Je voulais condenser le bouquin avec une phrase. En décembre, j’ai passé un oral au Centre national du cinéma et de l'image animée pour avoir une aide. Dans le jury, il y avait Nathalie Richard [actrice-phare de Jacques Rivette et de Bertrand Mandico, ndlr], et j’avais l’impression qu’en me regardant elle me disait : « Je l’ai, ta formule, mais je ne te la donnerai pas. » Ensuite, chez un disquaire génial, j’ai trouvé un vinyle très rare de Ghédalia Tazartès [artiste affilié à la musique concrète, disparu en 2021, ndlr], je n’en avais jamais eu entre les mains. Je l’achète et l’écoute un samedi à 17 heures en travaillant sur le livre – est-ce que c’était le moment de mettre de la musique expérimentale ? Je ne sais pas. Je retourne la pochette et je vois le titre de ce morceau : « Un amour si grand qu’il nie son objet ». En faisant quelques recherches, je découvre que Tazartès a été très longtemps le compagnon de Nathalie Richard…

La formule synthétise ce passage du livre consacré au célèbre monologue du personnage de Veronika dans La Maman et la Putain. « Veronika propose une chose simple : aller chercher l’amour en oubliant un peu de soi chez quelqu’un qui ne ramènerait pas tout à soi… »

Je vais te faire toute la chronologie. Il y a cinq ans, j’avais déjà écrit un livre sur Eustache. Mais je l’ai détruit. C’était très complaisant, empreint de mythologie – sur les années 1970, sur La Coupole, sur Le Select, où il traînait… Ces cinq dernières années, beaucoup de choses ont changé dans la société, que le terme « #MeToo » ne recouvre pas entièrement, et ça a transformé le livre.
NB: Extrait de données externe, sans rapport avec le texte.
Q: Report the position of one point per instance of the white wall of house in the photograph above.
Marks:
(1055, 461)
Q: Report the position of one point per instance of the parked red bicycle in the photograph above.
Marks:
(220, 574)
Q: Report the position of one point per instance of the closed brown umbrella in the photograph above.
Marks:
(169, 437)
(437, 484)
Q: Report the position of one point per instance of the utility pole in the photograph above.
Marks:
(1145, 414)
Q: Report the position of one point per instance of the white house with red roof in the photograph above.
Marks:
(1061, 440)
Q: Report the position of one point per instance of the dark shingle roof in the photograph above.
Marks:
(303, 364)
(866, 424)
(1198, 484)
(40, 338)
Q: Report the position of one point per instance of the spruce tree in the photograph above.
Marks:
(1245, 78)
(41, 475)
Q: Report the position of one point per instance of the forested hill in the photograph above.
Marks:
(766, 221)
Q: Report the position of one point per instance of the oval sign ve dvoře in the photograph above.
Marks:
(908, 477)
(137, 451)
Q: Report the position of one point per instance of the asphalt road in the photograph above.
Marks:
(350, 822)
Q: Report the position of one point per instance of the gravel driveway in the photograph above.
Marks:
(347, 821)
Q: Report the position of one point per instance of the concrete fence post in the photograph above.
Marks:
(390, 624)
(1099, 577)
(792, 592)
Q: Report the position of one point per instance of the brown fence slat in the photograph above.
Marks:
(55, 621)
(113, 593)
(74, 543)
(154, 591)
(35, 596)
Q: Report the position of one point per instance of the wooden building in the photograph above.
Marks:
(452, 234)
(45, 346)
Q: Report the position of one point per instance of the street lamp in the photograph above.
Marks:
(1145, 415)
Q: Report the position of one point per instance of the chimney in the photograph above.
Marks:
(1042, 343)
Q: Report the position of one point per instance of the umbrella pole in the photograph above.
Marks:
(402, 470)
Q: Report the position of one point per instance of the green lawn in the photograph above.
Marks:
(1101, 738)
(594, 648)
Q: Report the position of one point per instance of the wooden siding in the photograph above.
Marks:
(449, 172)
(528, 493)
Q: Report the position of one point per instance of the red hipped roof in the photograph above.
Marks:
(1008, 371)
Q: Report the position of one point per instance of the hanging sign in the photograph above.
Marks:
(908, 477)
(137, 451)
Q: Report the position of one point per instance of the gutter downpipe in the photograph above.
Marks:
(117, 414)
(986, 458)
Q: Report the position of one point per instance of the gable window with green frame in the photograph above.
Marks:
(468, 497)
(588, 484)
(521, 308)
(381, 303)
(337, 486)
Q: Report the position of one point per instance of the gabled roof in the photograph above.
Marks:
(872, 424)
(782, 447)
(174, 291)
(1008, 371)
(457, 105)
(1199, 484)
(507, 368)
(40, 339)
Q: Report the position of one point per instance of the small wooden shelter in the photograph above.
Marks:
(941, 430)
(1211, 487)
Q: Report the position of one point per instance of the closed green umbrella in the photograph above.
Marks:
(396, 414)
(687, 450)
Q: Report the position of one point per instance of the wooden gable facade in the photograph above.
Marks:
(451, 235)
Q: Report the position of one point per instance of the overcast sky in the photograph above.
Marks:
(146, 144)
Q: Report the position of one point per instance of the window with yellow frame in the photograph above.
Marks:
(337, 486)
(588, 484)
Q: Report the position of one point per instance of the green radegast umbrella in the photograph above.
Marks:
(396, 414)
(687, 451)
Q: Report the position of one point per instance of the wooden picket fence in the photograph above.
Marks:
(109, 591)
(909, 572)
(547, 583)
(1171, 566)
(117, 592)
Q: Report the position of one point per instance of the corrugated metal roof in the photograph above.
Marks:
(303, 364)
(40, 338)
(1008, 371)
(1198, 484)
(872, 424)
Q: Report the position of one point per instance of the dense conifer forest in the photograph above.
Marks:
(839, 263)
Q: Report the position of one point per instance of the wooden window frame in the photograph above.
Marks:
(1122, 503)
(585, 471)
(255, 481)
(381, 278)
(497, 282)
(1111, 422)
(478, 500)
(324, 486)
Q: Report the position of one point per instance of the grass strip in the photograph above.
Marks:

D’un ouvrage sur le cinéma d’Eustache, c’est devenu un livre sur ce que dit Veronika. Depuis que j’ai vu La Maman et la Putain, à 16 ans, je n’ai jamais été complètement au point sur ce qu’elle disait. Ça m’a soulagé d’entendre un entretien de Françoise Lebrun sur France Culture qui date de 1985. Elle qui joue Veronika dans le film dit à quel point ce monologue est pétri de contradictions. L’interprétation que j’en donne, c’est qu’elle plaide pour un abandon du narcissisme. Elle voudrait aimer quelqu’un, mais que cet amour soit un espace commun, où la possession n’entrerait plus en jeu. Je ne sais pas si c’est possible, mais il faut y croire.

Comment vous est-il apparu que Veronika était le personnage principal de La Maman et la Putain, mais aussi de votre livre ?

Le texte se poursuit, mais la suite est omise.